I love little children doing bellydance. You can see the admiration of their mothers and teachers in their eyes and smiles and the look of triumph when they do a move well and get rewarded for it. Tell me that that is not building self-esteem. :think:
Ugh, don't even get me STARTED on "Toddlers in Tiaras"!!!:mad::mad::mad:

I can't sit through shows like that for more than 5 mintues without getting sick/wanting to change the channel. Grown women making over little girls who are barely in kindergarten is just so irritating to me. It breaks my heart to see things like that. Because you're basically teaching your child (while she's practically still a baby) that yes, looks are everything and it is perfectly fine to be judged and rewarded solely based on your looks (at the age of 5 even. . .:rolleyes:)

Belly dancing actually has health and educational values. . .what's healthy/educational about teaching a toddler to be a spoiled brat covered in thick make up and over processed hair?!:confused:

If I ever have daughters, I'll sign them up for ballet lessons, belly dancing lessons. . . .shoot, I'll sign them up for pee-wee football if they want (I'll by the helmets and pads and everything), but NEVER, EVER beauty paegents.

I could care less about the opinions of some judges or the worth of some ridiculous trophy. . .as long as your kids are beautiful and precious in YOUR eyes, nothing anyone else says should matter.

*hops off her soapbox*
 

walladah

New member
Child bellydance

in areas where bellydance is a traditional dance, and actually they participate in the dance as soon as they can walk. In fact, they are encouraged to participate in the dancing adult women have!

However, this discussion about children in bellydance costumes, in revealing clothing and in "provocative" attitude does not exist within those same communities. First, because adults, men and women, do not dance in costumes, much less in clothes more revealing than their everyday outfit. Second, because the dance is social and within a community setting most women and men avoid to be very provocative in general. It is another story if f.ex. a person wants to flirt with someone dancing with her or in the audience. This creates an exceptional condition, which, however, makes the dance flirty but not more sensual than it usually is.

Because: bellydancing within a community setting is something that reveals the dancer's personality. A woman dancing within such setting will never exceed what is appropriate and lady-like and actually flirting is much more effective when is subtle than when it is explicit and vulgar. And in dance, just like in flirt, such things matter a lot!

So, if children are participating in that dance, they will never be exposed to learn anything that is vulgar or.. beyond their age. Even if they are, aesthetics of the community will educate children about who is exceeding... balance!

THey might have some... problems when they later want to learn more on bellydance, as their teachers will struggle to get them dance with big moves, while their community education makes them avoid exaggeration while dancing.

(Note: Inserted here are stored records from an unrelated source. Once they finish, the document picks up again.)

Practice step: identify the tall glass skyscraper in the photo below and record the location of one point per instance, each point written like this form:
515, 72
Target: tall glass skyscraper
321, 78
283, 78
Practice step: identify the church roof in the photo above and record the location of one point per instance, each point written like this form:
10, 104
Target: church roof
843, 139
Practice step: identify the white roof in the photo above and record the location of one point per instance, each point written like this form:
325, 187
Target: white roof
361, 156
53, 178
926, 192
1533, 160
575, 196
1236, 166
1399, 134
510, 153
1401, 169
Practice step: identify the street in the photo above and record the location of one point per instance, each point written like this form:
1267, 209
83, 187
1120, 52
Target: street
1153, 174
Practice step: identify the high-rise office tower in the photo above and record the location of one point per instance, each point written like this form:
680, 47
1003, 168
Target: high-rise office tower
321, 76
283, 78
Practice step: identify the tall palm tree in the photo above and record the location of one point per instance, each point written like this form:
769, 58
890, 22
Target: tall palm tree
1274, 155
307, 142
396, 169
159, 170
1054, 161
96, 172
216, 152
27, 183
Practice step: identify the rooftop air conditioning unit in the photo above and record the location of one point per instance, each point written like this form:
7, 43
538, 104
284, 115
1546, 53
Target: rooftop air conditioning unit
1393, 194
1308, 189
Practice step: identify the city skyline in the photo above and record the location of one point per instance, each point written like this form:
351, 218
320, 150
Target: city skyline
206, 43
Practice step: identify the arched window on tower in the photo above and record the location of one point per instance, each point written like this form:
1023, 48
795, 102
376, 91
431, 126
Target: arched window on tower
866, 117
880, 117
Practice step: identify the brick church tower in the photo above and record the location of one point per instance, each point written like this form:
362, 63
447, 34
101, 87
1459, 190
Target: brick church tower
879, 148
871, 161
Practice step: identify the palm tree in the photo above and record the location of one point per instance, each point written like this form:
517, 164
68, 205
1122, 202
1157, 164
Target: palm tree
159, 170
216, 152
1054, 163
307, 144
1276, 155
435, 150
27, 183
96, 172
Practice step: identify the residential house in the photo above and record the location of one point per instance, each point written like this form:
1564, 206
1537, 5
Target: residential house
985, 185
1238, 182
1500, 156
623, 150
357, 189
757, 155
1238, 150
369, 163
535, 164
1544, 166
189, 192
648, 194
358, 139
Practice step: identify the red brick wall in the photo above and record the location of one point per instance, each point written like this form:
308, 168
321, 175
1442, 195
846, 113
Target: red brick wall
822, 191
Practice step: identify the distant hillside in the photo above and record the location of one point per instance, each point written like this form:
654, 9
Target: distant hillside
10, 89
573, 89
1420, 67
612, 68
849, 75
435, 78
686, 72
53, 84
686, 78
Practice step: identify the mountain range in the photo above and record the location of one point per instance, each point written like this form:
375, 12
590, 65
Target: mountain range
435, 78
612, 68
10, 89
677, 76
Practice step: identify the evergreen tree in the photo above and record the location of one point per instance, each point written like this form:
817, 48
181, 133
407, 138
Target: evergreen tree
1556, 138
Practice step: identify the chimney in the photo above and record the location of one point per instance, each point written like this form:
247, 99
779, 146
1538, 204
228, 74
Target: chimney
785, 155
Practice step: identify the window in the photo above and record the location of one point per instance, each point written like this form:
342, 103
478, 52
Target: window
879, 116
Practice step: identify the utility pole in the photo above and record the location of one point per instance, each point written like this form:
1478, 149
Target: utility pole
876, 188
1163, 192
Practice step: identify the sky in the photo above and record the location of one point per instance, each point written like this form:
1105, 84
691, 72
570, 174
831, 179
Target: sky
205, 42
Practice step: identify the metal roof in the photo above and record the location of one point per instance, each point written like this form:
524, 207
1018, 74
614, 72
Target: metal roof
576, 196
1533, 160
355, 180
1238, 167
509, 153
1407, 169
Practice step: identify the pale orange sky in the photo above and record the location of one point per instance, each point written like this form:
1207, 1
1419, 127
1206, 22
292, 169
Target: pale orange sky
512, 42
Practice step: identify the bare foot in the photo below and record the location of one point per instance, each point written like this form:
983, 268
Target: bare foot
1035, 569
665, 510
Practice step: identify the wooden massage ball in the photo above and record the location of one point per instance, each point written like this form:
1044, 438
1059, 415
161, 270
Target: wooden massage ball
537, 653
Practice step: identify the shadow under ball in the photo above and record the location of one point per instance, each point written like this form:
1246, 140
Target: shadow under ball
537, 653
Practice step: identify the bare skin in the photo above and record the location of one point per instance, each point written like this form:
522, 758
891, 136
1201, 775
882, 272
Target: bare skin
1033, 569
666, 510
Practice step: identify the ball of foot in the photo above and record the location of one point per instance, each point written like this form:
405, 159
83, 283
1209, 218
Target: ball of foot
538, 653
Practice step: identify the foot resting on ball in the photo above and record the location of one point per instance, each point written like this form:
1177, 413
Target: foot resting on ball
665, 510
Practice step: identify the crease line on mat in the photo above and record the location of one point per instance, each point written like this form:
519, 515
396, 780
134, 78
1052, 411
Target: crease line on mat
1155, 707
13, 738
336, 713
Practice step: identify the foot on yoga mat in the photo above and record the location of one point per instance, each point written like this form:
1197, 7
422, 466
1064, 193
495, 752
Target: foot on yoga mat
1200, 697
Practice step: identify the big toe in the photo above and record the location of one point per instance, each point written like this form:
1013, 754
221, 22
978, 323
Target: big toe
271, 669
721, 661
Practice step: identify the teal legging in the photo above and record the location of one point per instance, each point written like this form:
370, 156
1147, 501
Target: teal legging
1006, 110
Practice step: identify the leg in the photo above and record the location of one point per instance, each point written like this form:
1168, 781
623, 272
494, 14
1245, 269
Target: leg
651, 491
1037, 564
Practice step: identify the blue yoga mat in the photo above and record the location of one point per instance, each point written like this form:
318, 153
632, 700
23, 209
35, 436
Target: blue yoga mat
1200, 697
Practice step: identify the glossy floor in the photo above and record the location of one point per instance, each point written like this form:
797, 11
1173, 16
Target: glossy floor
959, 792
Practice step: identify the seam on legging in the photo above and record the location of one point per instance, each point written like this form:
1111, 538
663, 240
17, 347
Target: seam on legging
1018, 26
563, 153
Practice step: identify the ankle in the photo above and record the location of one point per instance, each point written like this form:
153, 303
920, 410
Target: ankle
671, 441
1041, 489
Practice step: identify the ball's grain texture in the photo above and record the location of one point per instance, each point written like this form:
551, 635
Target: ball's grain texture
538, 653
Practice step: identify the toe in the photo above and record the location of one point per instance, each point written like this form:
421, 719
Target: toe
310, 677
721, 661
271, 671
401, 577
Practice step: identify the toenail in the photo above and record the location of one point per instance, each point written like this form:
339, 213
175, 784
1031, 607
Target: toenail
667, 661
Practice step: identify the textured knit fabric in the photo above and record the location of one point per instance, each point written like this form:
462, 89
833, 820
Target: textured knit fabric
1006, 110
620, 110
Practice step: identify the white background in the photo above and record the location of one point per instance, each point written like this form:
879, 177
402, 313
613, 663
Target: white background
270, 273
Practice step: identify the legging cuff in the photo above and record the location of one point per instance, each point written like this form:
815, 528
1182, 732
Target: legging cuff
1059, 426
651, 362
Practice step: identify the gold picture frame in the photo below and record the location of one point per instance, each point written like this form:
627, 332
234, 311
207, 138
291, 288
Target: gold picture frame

In that sense, i agree with children bellydancing, once this is done within a community setting. You do not need to be a so-called traditional community, just a community where real people and not "pro-adopting-a-dancing-persona" dance.

Moreover, i really wonder how bellydance teaching has forgotten that real, traditional bellydance, is done in everyday outfit among real people. I see many adult women bellydancing in a friendly-family setting and they have no idea how to do this, although they might know how to dance with a costume on a stage. Bellydancing as a real woman within real people is not taught at all - actually, bellydance teaching is still seen, even in countries with tradition in this, like Greece, to be exotic. In that sense, children suffer this misunderstanding as they are supposed to wear cabaret costumes and imitate a style that is not socially embedded.
 
Belly dancing is fine for children if they dress modestly and are protected by the adults in their life. I do not believe that belly dance is a sexual dance, so people of any age can belly dance.